Я кручу руки-ноги пластмассовой кукле Вале (они у нее на резинках), ем колбасу и поминутно спрашиваю: «Ну, скоро поедем?» Мама дает мне помидор, и я его солю. И еще солю. И опять солю. Очень соленый получился, но с колбасой есть можно. Только скучно очень, и я ною.
Мама значительно говорит мне: «А знаешь…» — и я недоверчиво прислушиваюсь: ну, что такого интересного она сообщит? «А ты знаешь, что однажды (может, через 20 лет или даже через 50!) ты поймешь, что вот эти минуты — это лучшее, что было в твоей жизни?»
Я разочарована и оскорблена. Вот эти жалкие, нудные, долгие минуты? Это они будут лучшими В МОЕЙ жизни? В моей жизни будет обязательно любовь (я знаю, за кого хочу замуж, но это секрет: взрослые не одобрят), слава (я же буду космонавтом, причем не на Луне какой-нибудь, а на других планетах), всякие награды и удачи!
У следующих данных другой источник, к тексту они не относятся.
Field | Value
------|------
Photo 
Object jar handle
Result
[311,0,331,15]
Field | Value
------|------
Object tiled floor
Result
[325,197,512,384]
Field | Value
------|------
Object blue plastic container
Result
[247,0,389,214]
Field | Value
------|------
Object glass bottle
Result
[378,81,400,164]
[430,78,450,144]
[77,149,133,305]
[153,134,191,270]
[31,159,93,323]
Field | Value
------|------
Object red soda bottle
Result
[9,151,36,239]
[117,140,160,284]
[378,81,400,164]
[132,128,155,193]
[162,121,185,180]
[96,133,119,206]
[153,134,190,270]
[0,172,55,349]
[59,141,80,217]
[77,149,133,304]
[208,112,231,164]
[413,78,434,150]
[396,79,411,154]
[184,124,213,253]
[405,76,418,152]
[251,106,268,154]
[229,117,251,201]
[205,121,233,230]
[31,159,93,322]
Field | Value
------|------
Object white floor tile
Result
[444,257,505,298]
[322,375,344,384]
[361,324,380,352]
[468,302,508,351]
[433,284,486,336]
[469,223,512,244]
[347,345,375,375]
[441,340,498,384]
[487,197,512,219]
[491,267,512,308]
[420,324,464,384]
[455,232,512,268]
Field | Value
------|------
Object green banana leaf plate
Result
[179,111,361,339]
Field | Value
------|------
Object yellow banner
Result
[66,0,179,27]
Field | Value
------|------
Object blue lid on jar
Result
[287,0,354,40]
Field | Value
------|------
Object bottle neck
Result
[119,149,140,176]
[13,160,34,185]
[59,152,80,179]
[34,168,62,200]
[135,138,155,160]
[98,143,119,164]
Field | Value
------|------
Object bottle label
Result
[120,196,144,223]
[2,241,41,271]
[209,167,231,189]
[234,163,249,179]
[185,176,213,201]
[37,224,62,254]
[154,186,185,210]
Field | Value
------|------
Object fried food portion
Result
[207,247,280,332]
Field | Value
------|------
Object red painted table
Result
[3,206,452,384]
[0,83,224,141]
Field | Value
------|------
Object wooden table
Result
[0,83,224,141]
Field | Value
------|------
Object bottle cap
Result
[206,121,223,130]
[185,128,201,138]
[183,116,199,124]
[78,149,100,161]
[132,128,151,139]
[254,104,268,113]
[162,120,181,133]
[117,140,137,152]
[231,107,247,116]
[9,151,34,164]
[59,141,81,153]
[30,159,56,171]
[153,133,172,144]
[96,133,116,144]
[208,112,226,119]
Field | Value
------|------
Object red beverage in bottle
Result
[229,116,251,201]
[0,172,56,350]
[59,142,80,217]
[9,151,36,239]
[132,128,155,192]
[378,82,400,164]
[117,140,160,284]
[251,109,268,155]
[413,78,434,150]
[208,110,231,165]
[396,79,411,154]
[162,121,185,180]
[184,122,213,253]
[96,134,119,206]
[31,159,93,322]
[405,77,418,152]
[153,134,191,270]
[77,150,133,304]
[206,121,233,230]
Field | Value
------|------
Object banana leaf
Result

Да я и не вспомню про эти минуты, про эту пластмассовую Валю, у которой уже одна рука оторвана, и про пересоленный помидор! Помню, на всякий случай я посмотрела на небо — вдруг там что-то необыкновенное (инопланетная ракета, например). Нет: ветки деревьев, пара птиц, пара облаков — ничего особенного. Ну, вот, собственно, и всё. Сели и поехали домой.
…И вот прошумело, как дождь по клеверу — и в моей жизни, наверное, «еще не вечер», но уже определенно сумерки. Было и хорошее, и удивительное, и всякое, но если спросят про лучшие минуты в моей жизни, я не задумываясь назову те самые: мне пять, рядом мама и папа, кукла, которую не жалко, и далеко — не дотянуться! — небо и море.